Only Goldman Understands Accounting?

Robert Reich writes: The Greek debt crisis offers another illustration of Wall Street’s powers of persuasion and predation, although the Street is missing from most accounts.

The crisis was exacerbated years ago by a deal with Goldman Sachs, engineered by Goldman’s current CEO, Lloyd Blankfein.

Blankfein and his Goldman team helped Greece hide the true extent of its debt, and in the process almost doubled it. In 2001, Greece was looking for ways to disguise its mounting financial troubles. The Maastricht Treaty required all eurozone member states to show improvement in their public finances, but Greece was heading in the wrong direction.

Then Goldman Sachs came to the rescue, arranging a secret loan of 2.8 billion euros for Greece, disguised as an off-the-books “cross-currency swap”—a complicated transaction in which Greece’s foreign-currency debt was converted into a domestic-currency obligation using a fictitious market exchange rate.

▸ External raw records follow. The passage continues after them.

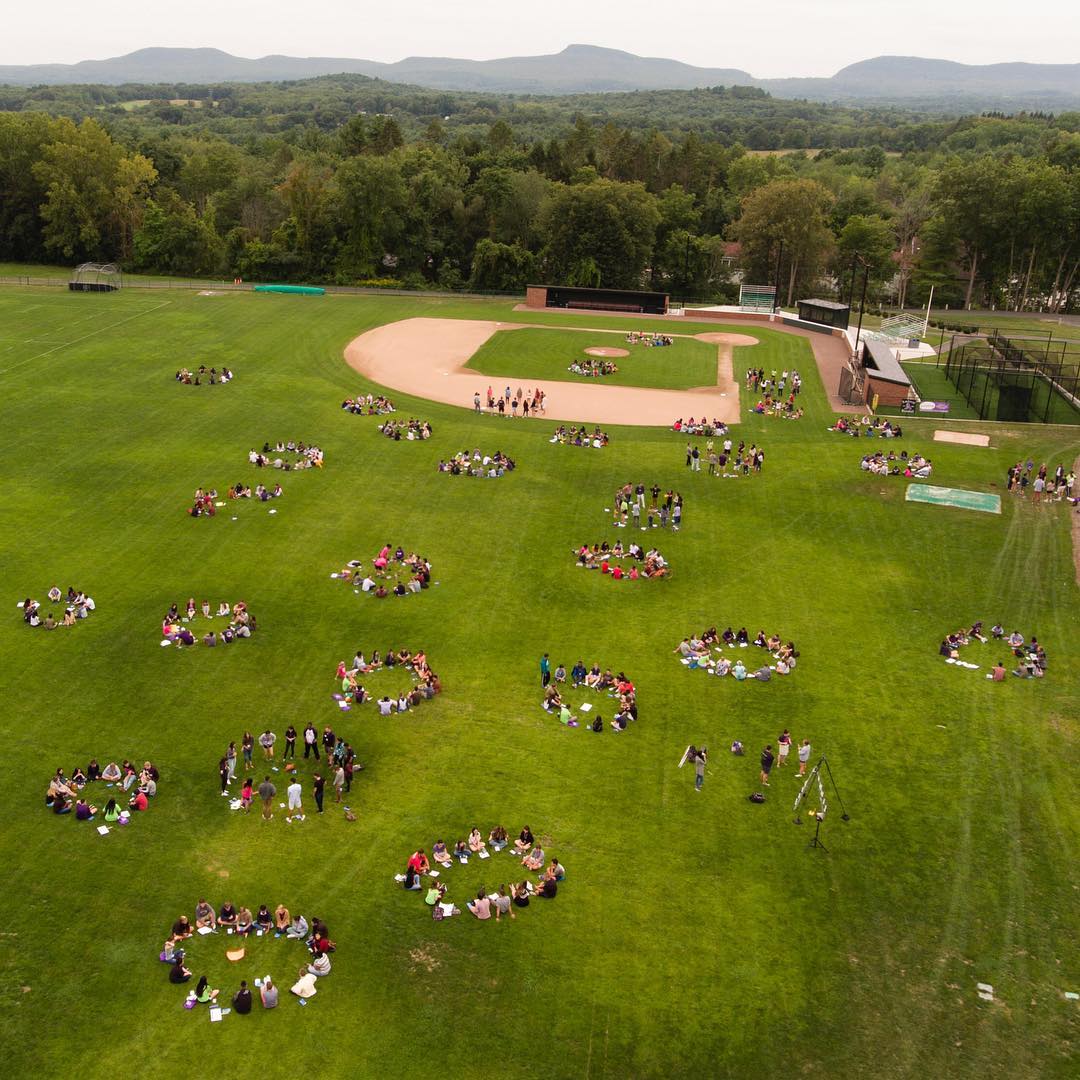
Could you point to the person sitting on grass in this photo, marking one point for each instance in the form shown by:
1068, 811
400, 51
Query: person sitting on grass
502, 904
244, 922
534, 860
481, 906
227, 917
177, 973
204, 916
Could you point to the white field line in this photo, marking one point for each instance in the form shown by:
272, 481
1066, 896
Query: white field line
100, 329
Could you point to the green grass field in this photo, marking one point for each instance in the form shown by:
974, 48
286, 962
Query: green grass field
547, 354
697, 934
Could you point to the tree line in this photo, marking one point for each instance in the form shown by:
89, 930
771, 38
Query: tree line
296, 183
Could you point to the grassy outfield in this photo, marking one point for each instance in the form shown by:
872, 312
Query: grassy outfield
696, 934
541, 354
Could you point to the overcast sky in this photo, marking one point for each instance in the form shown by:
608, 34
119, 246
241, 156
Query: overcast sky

As a result, about 2 percent of Greece’s debt magically disappeared from its national accounts. For its services, Goldman received a whopping 600 million euros ($793 million).  That came to about 12 percent of Goldman’s revenue from its giant trading and principal-investments unit in 2001—which posted record sales that year. The unit was run by Blankfein (who set up Hillary Clinton’s son-in-law in business).

In 2005, the deal was restructured and that 5.1 billion euros in debt locked in. Perhaps not incidentally, Mario Draghi, now head of the European Central Bank and a major player in the current Greek drama, was then managing director of Goldman’s international division.

Greece wasn’t the only sinner. Until 2008, European Union accounting rules allowed member nations to manage their debt with so-called off-market rates in swaps, pushed by Goldman and other Wall Street banks. In the late 1990s, JPMorgan enabled Italy to hide its debt by swapping currency at a favorable exchange rate, thereby committing Italy to future payments that didn’t appear on its national accounts as future liabilities.

But Greece was in the worst shape, and Goldman was the biggest enabler.

Meanwhile, the people of Greece struggle to buy medicine and food.

There are analogies here in America, beginning with the predatory loans made by Goldman, other big banks, and the financial companies they were allied with in the years leading up to the bust. Today, even as the bankers vacation in the Hamptons, millions of Americans continue to struggle with the aftershock of the financial crisis in terms of lost jobs, savings, and homes.

Goldman knows very well what it is doing. It knew more about the real risks and costs of the deals it proposed than those who accepted them. “It is an issue of morality,” said the shareholder at the Goldman meeting.